Une heure et demie. C’est le temps que dure notre entretien avec Louis-Martin Gignac. Le Montréalais se trouve aux Pays-Bas, où il passe quelques semaines avant de faire son retour au Québec, plus de 600 jours après l’avoir quitté. Son grand complice a quant à lui décidé de rester en Argentine quelque temps.

Une heure et demie, donc. C’est le temps que ça aura pris pour relater les grandes lignes de cette aventure plus humaine que sportive, plus spirituelle que physique. Tentons de la résumer en trois chapitres…

La préparation

Tout a commencé en 2018, en cours de philo. Nouvellement amis, Thomas Julien-Courchesne et Louis-Martin Gignac – aussi surnommés Thom et Lou – préféraient discuter plutôt que d’écouter. Cette journée-là, Thom a raconté à Lou une de ses précédentes aventures à vélo ; une traversée du Canada, de Vancouver à Montréal, avec son père.

PHOTO TIRÉE DU COMPTE INSTAGRAM @VINGTCINQMILLEKM

Thomas Julien-Courchesne et Louis-Martin Gignac avant leur voyage

« Toi, aimerais-tu ça faire l’Alaska jusqu’en Terre de Feu avec moi ? », lui a-t-il lancé spontanément.

Lou n’a pas fermé l’œil cette nuit-là. La proposition, évoquée de façon un peu banale, lui trottait dans la tête.

« Hey, à propos d’hier, étais-tu sérieux ? a-t-il demandé à son ami, le lendemain.

– Moi, j’étais sérieux, lui a répondu Thom.

– OK, ben moi aussi ! »

Pendant trois ans, les Montréalais ont donc planifié leur aventure. Ils ont lu, beaucoup. Ils ont fait de la recherche d’équipement. Ils ont économisé et cherché des commandites.

« Évidemment, tous nos proches avaient toutes les raisons du monde de croire que c’était un coup de tête, parce que c’en était un », se souvient Louis-Martin en souriant.

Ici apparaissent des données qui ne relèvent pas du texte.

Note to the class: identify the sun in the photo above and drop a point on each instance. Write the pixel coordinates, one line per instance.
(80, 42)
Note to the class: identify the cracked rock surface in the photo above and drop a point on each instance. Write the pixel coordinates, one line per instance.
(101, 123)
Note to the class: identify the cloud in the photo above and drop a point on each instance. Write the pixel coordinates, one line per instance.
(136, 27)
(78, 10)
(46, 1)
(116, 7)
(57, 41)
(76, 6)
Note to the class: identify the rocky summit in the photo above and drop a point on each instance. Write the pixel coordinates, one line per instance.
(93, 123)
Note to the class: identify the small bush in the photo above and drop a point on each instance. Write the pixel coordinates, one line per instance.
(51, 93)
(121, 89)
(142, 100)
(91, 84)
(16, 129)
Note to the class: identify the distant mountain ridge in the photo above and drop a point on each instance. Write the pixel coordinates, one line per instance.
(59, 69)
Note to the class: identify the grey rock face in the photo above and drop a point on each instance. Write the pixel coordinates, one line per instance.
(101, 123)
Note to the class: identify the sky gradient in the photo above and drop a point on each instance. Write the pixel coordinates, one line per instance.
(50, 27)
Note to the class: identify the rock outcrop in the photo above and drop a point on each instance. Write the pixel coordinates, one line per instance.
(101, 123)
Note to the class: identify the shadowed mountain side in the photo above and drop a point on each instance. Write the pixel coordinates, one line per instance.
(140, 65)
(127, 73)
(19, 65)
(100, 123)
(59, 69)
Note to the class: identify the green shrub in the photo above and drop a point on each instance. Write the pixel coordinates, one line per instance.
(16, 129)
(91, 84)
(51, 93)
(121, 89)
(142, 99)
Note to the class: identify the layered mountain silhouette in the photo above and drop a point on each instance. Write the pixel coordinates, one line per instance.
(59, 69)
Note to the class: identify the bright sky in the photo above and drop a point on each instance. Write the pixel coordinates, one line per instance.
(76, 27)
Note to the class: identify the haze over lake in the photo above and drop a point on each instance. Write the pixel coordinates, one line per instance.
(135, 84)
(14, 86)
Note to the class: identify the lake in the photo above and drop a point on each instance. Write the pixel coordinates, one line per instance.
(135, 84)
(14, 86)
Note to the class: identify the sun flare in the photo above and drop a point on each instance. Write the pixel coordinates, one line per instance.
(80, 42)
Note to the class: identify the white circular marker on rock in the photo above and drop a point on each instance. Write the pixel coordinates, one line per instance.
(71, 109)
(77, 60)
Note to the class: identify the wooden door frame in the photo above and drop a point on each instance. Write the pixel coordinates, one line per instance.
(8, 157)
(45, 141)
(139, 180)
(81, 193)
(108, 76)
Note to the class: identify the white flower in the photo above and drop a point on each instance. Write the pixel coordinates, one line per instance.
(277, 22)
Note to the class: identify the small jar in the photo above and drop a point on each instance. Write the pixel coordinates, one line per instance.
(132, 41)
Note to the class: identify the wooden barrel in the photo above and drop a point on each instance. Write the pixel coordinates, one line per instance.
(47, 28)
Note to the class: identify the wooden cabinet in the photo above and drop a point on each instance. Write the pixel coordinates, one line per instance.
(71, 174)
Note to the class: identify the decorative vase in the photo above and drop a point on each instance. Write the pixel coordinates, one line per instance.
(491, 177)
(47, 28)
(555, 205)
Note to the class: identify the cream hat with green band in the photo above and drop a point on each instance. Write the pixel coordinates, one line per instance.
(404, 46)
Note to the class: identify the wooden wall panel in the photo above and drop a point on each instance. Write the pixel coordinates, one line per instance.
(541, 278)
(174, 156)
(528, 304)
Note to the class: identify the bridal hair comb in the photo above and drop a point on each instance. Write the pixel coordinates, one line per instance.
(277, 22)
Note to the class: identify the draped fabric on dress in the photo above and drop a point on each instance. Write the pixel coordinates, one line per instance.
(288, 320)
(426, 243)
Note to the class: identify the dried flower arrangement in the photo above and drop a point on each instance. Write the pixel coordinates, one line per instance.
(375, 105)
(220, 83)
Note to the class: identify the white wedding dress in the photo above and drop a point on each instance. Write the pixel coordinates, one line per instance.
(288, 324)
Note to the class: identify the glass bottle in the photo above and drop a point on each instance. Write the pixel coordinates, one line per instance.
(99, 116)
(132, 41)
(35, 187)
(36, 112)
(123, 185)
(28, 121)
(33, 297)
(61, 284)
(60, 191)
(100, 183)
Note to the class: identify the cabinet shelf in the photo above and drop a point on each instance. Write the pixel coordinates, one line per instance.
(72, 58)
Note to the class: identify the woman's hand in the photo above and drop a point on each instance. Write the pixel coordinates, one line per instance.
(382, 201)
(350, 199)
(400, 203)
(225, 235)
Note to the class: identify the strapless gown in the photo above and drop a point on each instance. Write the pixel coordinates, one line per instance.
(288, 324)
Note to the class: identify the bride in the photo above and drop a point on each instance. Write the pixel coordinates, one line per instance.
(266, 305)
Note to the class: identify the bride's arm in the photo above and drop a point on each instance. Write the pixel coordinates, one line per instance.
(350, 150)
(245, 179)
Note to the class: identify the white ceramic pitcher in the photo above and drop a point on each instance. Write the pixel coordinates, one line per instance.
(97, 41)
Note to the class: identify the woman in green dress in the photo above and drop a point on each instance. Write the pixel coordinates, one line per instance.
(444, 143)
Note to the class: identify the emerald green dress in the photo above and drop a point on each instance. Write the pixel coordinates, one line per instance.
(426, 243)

Initialement, ils devaient entamer leur périple en 2020, mais la pandémie a changé leurs plans. Pendant leur année de préparation additionnelle, ils ont appris l’espagnol et économisé davantage.

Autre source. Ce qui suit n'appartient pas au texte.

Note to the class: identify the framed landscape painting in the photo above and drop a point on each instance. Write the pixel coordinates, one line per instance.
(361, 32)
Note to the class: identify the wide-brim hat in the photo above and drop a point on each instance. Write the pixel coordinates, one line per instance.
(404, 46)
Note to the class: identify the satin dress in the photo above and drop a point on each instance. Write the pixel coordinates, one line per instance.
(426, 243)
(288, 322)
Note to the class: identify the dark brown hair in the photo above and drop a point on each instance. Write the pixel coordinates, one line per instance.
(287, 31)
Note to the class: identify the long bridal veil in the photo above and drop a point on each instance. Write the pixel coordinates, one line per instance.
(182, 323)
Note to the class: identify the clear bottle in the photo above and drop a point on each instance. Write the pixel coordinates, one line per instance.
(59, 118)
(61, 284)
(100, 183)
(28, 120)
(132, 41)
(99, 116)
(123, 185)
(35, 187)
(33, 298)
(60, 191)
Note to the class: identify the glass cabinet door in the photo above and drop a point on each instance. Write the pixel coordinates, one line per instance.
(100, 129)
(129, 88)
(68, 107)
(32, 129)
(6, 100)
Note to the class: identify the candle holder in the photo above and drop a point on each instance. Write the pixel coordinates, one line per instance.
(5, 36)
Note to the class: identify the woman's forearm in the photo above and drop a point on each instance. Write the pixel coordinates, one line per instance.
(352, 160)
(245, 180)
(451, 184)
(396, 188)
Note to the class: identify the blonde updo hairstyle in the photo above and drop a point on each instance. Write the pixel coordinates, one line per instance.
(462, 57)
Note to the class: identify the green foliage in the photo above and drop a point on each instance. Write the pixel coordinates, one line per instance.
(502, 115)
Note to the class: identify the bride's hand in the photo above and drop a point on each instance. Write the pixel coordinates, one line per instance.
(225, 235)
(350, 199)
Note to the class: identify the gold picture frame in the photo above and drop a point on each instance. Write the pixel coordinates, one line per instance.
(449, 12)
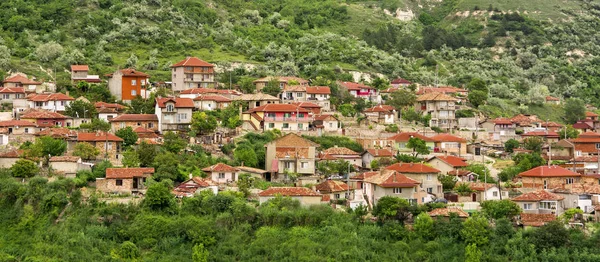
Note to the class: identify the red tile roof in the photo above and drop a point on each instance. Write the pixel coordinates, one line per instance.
(220, 167)
(452, 160)
(11, 123)
(448, 138)
(536, 220)
(412, 168)
(49, 97)
(330, 186)
(549, 171)
(42, 114)
(446, 211)
(98, 137)
(380, 152)
(404, 137)
(179, 102)
(192, 61)
(289, 191)
(322, 90)
(131, 72)
(120, 173)
(134, 117)
(536, 196)
(80, 68)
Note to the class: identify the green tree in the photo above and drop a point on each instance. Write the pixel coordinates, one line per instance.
(574, 110)
(418, 146)
(130, 158)
(511, 144)
(128, 135)
(86, 151)
(203, 123)
(173, 143)
(497, 209)
(81, 109)
(24, 168)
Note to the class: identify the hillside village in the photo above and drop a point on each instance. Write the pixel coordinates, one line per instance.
(292, 137)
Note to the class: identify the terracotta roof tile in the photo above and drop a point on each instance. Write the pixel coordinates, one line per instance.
(192, 61)
(220, 167)
(446, 211)
(330, 186)
(289, 191)
(134, 117)
(412, 168)
(549, 171)
(536, 196)
(118, 173)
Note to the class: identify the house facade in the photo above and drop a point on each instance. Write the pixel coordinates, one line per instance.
(192, 73)
(174, 113)
(127, 84)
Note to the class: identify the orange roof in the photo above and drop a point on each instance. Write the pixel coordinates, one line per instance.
(277, 108)
(435, 96)
(380, 108)
(404, 137)
(21, 79)
(12, 90)
(539, 195)
(446, 211)
(119, 173)
(134, 117)
(412, 168)
(549, 171)
(452, 160)
(98, 137)
(380, 152)
(289, 191)
(10, 123)
(330, 186)
(220, 167)
(42, 114)
(49, 97)
(444, 137)
(192, 61)
(179, 102)
(131, 72)
(323, 90)
(536, 220)
(80, 68)
(339, 151)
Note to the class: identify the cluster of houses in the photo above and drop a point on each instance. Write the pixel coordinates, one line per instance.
(544, 192)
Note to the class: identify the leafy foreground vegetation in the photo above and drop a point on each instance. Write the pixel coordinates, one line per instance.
(51, 221)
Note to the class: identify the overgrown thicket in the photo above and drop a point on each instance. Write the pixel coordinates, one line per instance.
(52, 221)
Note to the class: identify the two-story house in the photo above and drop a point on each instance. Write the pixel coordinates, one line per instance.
(80, 73)
(285, 117)
(108, 144)
(441, 107)
(148, 121)
(363, 91)
(55, 102)
(426, 176)
(283, 81)
(126, 84)
(290, 153)
(173, 113)
(192, 73)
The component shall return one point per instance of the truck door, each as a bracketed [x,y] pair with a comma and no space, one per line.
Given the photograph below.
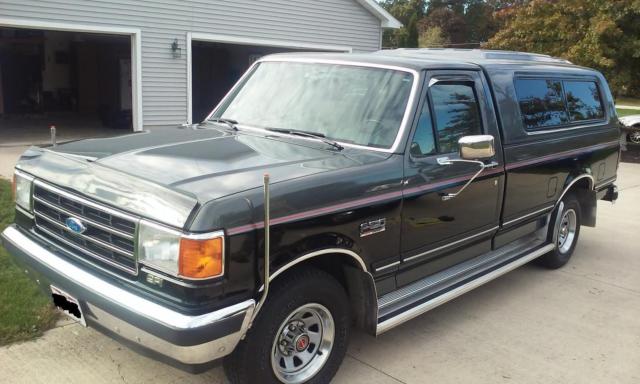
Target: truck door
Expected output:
[438,233]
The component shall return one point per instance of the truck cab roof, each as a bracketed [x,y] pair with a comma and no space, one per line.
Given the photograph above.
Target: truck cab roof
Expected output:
[449,58]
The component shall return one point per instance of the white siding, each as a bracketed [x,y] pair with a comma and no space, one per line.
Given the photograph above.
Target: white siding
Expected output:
[164,78]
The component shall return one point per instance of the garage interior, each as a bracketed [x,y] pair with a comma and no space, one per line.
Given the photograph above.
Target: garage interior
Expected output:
[79,82]
[216,67]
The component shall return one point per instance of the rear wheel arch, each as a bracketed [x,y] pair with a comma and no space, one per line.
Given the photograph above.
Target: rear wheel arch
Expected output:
[582,187]
[348,268]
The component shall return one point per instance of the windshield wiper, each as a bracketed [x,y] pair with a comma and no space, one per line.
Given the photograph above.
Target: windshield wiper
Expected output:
[314,135]
[229,122]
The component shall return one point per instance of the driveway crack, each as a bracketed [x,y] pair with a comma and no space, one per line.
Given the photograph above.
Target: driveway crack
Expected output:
[376,369]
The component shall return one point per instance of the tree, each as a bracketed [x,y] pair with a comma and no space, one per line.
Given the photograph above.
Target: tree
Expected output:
[412,33]
[480,21]
[596,33]
[405,11]
[451,24]
[432,38]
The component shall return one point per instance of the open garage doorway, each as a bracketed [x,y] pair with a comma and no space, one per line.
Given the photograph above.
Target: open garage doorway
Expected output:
[218,62]
[80,82]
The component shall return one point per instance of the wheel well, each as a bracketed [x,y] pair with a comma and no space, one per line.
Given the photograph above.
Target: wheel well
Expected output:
[358,285]
[582,189]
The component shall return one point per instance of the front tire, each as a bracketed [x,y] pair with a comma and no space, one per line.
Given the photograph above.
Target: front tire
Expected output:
[565,233]
[300,335]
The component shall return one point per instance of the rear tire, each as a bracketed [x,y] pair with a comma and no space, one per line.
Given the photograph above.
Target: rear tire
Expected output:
[300,335]
[566,233]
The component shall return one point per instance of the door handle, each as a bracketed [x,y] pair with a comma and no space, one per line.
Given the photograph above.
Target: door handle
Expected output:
[481,164]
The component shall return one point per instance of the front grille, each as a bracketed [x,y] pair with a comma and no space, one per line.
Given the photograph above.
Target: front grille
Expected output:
[109,236]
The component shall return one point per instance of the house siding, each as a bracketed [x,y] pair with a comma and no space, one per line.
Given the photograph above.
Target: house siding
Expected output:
[164,78]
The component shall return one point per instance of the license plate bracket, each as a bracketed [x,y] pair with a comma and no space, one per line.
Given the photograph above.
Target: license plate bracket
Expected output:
[68,305]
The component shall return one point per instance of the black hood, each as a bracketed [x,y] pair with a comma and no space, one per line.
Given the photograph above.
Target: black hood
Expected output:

Encore à ce jour, Louis-Martin peine à expliquer l’objectif derrière ce long voyage. « C’est une énorme question ! C’est une question qu’on s’est posée tout au long du voyage. Ça reste que ce voyage-là est né dans le ventre et, justement, c’était comme une quête de dénouer tout ça. D’essayer de découvrir ce que voulait dire cet instinct-là. »

Au fil des mois, les motivations de Louis-Martin, qui préfère répondre à cette question seulement en son nom, ont beaucoup évolué. S’il voulait d’abord « fuir, partir, décrisser », d’autres motivations sont nées au fil du temps : « mieux me comprendre, forger quelqu’un, voyager, m’ouvrir l’esprit, découvrir le monde », énumère-t-il.

« C’était de me rendre jusqu’au bout du monde pour me rendre au bout de moi-même. »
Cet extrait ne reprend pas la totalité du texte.